The other possible response, which is undeniably, at least for practical purposes, more desirable than retreating into a skeptical shell that denies even the validity of subjective phenomena, is simply to reject the condition of luminosity. And that, ultimately, is what Williamson proves, and no more: luminosity is not the attribute that sets internal states apart from the external. After all, one need not have read and interpreted sophisticated philosophy in order to know that one can be in doubt even about one's own seemings. (One can draw two lines side by side, e.g., and be in doubt even about whether they seem to be parallel.) The answer, suggested by my brilliant and soon-to-be famous professor, Troy Cross, is to replace the luminosity condition with "near luminosity." When I feel cold, I know that I'm in a state that includes coldness and borderline cases of near-coldness.

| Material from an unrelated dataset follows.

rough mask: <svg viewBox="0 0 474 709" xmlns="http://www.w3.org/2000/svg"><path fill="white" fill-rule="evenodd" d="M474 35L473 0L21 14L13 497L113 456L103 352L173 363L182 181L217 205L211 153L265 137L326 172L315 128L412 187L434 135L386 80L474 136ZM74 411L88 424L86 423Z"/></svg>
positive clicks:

Now try and run Williamson's argument. It won't work. Internal states are preserved (yay!) and we've accounted for the problem entailed by luminosity.

Now, when we compare the Berkeleian to the direct realist, the relative strengths of each position are rather different. The Berkeleian maintains a one-category epistemology that leaves no brute facts behind (either God or discrete psychophysical laws coordinate the phenomena of experience), whereas the direct realist is left with both internal and external states, trying unsuccessfully to explain away the former, and having no explanation for his supposed direct access to the latter.